[RFC PATCH 2/2] livepatch: Implement livepatch hybrid mode

Yafang Shao posted 2 patches 3 days, 12 hours ago
[RFC PATCH 2/2] livepatch: Implement livepatch hybrid mode
Posted by Yafang Shao 3 days, 12 hours ago
The atomic replace livepatch mechanism was introduced to handle scenarios
where we want to unload a specific livepatch without unloading others.
However, its current implementation has significant shortcomings, making
it less than ideal in practice. Below are the key downsides:

- It is expensive

  During testing with frequent replacements of an old livepatch, random RCU
  warnings were observed:

  [19578271.779605] rcu_tasks_wait_gp: rcu_tasks grace period 642409 is 10024 jiffies old.
  [19578390.073790] rcu_tasks_wait_gp: rcu_tasks grace period 642417 is 10185 jiffies old.
  [19578423.034065] rcu_tasks_wait_gp: rcu_tasks grace period 642421 is 10150 jiffies old.
  [19578564.144591] rcu_tasks_wait_gp: rcu_tasks grace period 642449 is 10174 jiffies old.
  [19578601.064614] rcu_tasks_wait_gp: rcu_tasks grace period 642453 is 10168 jiffies old.
  [19578663.920123] rcu_tasks_wait_gp: rcu_tasks grace period 642469 is 10167 jiffies old.
  [19578872.990496] rcu_tasks_wait_gp: rcu_tasks grace period 642529 is 10215 jiffies old.
  [19578903.190292] rcu_tasks_wait_gp: rcu_tasks grace period 642529 is 40415 jiffies old.
  [19579017.965500] rcu_tasks_wait_gp: rcu_tasks grace period 642577 is 10174 jiffies old.
  [19579033.981425] rcu_tasks_wait_gp: rcu_tasks grace period 642581 is 10143 jiffies old.
  [19579153.092599] rcu_tasks_wait_gp: rcu_tasks grace period 642625 is 10188 jiffies old.
  
  This indicates that atomic replacement can cause performance issues,
  particularly with RCU synchronization under frequent use.

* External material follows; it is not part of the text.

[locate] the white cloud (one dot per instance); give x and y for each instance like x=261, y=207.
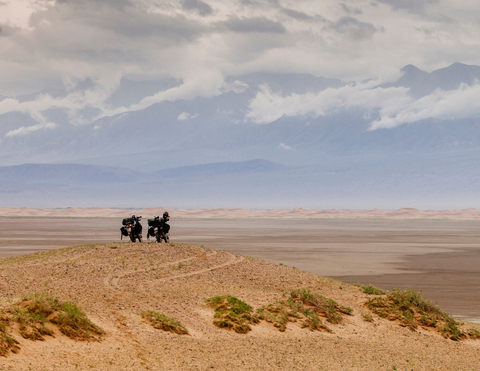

- Potential Risks During Replacement 

  One known issue involves replacing livepatched versions of critical
  functions such as do_exit(). During the replacement process, a panic
  might occur, as highlighted in [0]. Other potential risks may also arise
  due to inconsistencies or race conditions during transitions.

- Temporary Loss of Patching 

  During the replacement process, the old patch is set to a NOP (no-operation)
  before the new patch is fully applied. This creates a window where the
  function temporarily reverts to its original, unpatched state. If the old
  patch fixed a critical issue (e.g., one that prevented a system panic), the
  system could become vulnerable to that issue during the transition.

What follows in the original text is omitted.